Chlipala is joined on the paper by Ziv Scully, a graduate student in computer science at Carnegie Mellon University, who worked in Chlipala's lab as an MIT undergraduate.
The new compiler begins by analyzing the Ur/Web code and determining what data to cache and how to organize it. For instance, if certain types of queries are almost always performed in conjunction with each other, Ur/Web will cache the associated data in a single table. The compiler also decides whether to cache raw data, HTML code, or, if the program structure permits it, entire webpages.
Then the compiler goes through the code and compares every operation that updates a value in the database with every operation that queries the database, to determine which cached values need to be invalidated when, and it adds the appropriate cache-invalidation commands in the appropriate places.
Like many programming languages, Ur/Web has an associated "runtime," a small program that runs in the background to manage the execution of applications written in the language. Chlipala and Scully also updated the Ur/Web runtime to monitor the frequency with which cached database queries are reused. Any that prove superfluous are deleted, which improves the system's efficiency.
In addition to testing the system on two full websites, Chlipala and Scully also tested it on a handful of smaller programs, also written in Ur/Web, which are part of a standard set of benchmarks used to compare different Web development frameworks. On those, the new system offered speedups of between twofold and fivefold.
They did not, however, compare sites developed using their system to sites that use hand-coded caching because, as Chlipala explains, "Ur/Web's so much faster than everything else."
"Even if it turns out that someone could put in the extra work and get a tripling of the throughput, our argument is that it's a pretty good deal to get a doubling of your throughput with no extra work," he adds.
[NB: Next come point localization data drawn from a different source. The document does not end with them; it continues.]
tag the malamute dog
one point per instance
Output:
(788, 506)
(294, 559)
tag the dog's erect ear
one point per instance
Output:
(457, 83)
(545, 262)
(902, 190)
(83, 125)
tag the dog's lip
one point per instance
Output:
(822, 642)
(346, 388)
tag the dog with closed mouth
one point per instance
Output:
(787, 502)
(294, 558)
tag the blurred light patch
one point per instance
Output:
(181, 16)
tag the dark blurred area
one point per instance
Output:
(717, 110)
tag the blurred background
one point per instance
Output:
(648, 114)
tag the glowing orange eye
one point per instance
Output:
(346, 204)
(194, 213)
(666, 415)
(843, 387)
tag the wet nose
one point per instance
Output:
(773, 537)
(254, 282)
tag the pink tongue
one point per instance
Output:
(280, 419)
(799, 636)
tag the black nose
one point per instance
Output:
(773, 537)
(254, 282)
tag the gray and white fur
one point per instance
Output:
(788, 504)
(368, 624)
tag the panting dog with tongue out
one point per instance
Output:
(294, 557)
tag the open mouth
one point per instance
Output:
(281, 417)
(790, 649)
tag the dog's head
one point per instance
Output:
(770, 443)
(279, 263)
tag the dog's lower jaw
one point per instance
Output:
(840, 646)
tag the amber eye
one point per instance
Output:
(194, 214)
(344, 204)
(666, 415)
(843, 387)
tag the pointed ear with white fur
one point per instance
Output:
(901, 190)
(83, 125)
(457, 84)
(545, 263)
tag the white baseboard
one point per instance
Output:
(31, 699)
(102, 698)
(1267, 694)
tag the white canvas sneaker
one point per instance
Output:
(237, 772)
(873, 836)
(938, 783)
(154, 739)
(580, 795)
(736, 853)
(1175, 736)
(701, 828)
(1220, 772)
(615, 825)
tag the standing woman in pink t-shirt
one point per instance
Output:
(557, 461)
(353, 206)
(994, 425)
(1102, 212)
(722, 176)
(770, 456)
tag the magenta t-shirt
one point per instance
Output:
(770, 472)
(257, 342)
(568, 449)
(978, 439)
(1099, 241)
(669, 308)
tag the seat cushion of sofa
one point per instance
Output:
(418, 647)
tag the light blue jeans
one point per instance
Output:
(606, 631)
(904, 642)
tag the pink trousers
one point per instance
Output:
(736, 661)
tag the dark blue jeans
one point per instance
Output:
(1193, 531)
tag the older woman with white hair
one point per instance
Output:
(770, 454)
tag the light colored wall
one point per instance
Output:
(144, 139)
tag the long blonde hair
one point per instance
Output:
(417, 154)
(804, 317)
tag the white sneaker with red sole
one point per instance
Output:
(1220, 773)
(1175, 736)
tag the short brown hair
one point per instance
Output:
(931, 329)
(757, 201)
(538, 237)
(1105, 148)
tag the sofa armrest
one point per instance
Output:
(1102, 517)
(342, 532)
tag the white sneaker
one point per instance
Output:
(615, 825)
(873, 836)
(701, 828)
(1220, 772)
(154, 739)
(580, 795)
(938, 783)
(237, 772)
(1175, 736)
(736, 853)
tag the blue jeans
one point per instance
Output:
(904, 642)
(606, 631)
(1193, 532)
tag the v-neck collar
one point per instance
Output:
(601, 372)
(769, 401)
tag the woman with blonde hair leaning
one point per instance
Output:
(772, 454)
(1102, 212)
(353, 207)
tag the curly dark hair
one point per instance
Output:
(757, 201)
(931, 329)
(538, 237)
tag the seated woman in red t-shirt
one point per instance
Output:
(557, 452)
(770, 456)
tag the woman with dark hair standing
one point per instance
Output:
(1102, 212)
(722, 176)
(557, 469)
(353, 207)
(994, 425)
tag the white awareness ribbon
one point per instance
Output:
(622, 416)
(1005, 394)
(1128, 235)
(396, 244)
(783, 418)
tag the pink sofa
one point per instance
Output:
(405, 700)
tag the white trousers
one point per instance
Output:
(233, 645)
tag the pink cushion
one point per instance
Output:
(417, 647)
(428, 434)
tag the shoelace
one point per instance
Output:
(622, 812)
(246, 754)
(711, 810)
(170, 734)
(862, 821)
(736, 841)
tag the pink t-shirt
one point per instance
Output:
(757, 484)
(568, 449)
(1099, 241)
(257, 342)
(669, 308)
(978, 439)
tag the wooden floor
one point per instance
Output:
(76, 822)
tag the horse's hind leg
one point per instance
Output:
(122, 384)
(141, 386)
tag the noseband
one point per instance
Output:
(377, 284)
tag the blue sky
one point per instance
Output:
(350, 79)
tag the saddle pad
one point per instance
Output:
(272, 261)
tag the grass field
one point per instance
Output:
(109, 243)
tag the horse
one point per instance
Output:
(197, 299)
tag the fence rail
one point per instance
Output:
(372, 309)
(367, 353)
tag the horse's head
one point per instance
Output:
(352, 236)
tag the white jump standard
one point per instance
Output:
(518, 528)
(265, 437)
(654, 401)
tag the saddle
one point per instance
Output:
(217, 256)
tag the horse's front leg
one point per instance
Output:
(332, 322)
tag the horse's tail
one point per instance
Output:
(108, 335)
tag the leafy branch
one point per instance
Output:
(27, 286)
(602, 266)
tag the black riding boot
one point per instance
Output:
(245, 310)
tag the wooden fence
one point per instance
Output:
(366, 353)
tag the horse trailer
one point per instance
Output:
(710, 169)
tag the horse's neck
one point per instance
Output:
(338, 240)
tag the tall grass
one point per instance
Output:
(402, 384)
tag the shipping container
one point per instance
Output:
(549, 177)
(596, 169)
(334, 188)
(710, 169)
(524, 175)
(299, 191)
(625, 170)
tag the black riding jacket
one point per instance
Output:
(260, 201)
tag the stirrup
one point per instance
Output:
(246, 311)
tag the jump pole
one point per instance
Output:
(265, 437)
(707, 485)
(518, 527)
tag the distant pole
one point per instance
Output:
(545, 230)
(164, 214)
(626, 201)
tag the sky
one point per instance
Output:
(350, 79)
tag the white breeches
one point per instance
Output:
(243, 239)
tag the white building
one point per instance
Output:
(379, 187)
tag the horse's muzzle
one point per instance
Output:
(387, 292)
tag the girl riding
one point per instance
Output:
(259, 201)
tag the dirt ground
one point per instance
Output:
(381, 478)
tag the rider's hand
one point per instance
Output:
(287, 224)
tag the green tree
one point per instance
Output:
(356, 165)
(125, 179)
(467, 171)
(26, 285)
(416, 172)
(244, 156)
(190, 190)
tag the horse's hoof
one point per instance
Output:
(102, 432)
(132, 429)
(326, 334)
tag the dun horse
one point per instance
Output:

"Many websites and other programs that use databases use caches to improve performance," says Andrew Myers, a professor of computer science at Cornell University. "However, it's quite tricky to do this correctly, since the results of database queries can become invalid. So the attempt to speed up applications in this way leads to bugs that can be very challenging to find. Rather than requiring the programmer to identify the results that need to be discarded, the [MIT researchers'] system does this automatically, by analyzing the different requests that the application makes to the database."